Does Your Investor Contribute More Than Money?
In the stress of searching for expansion
capital, it can be easy to forget that the right investor can add
more than money to a company’s resources. Successful investors with
good reputations and broad ranging contacts can help in many ways.
As directors and counselors, their experience can help management
avoid costly mistakes. They can help direct management develop
useful metrics for measuring and directing company activity. Their
knowledge of industry practice and the activities of competitors can
give management fresh perspective on their business. Their good
reputations and finance industry contacts can make future
fundraising easier and less costly. Contacts they have can help
management find qualified executives to fill important functions.
While management’s first objective in a
fund raise is to obtain capital on favorable terms at the least cost
to the company, a strong investor’s other contributions can, in the
long run, have much more to do with the company’s ultimate success
than the money they provide in first investment. But how does
management know, in advance, that a given investor can or will
provide meaningful non-financial value to their company? There can
be no guarantees, but inquiries into the following matters during
the fundraising process can help management know more about what
type of investor they are getting.
·
Portfolio company
success. Success attracts money and good
people. It usually follows from good decisions and successful
implementation. The more successful your investor has been, the more
helpful he is likely to be to the company. In gauging this factor,
managements should include discussions with managers of the
investor’s other investments, past and present, and inquire to what
degree their goals and aspirations were met. Investor and management
goals are not always the same.
·
Reputation in the
company’s industry. Is the investor active
in the company’s industry? If he is and his reputation is solid, his
contacts can help management identify and attract important
management members to strengthen its team. Investor knowledge about
the industry can supplement management’s background, providing more
experience for critical company decisions.
·
Working
relationships with portfolio companies.
Direct conversation with managers of other companies the investor
has been involved with is the best way to determine whether the
investor will be helpful or distracting. Any investor should be
willing to provide management with a list of companies in which it
has invested. Appropriate questions include whether the investor
supported the company through difficult times, whether he made
constructive contributions as a board member, and whether he was
helpful in identifying and attracting investors to later investment
rounds.
·
History of
investing in later rounds. Not all
investors have the capability or interest in investing in later
rounds of company financings. Those that do can make it easier to
raise money by committing to provide part of the funding on terms
negotiated by new investors when the fundraising process begins.
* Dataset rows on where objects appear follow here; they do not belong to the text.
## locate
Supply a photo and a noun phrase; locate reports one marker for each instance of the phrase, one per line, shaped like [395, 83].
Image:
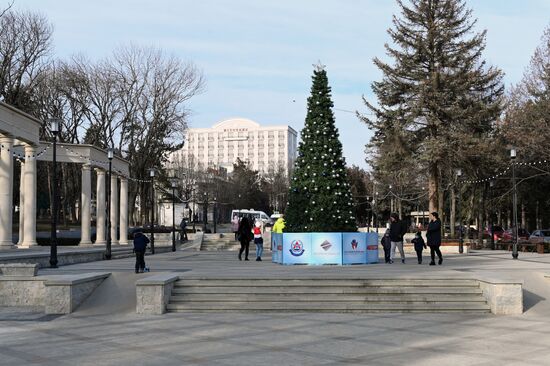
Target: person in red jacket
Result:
[258, 240]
Questions about an investor’s ability, willingness and history of
investing in later rounds of other companies can help management
determine whether they have identified an investor who will invest
in their subsequent financings.
·
Reputation in the
finance industry. Is the investor known as
a player in the national or regional venture capital industry? Is
the investor respected in the investment banking community? Have
they backed companies who have conducted successful public offerings
or sales at attractive values? The answers to these questions will
help management evaluate the degree to which their investor may be
able to assist the company in attracting later investment or a
quality investment banker to assist in its sale or public offering.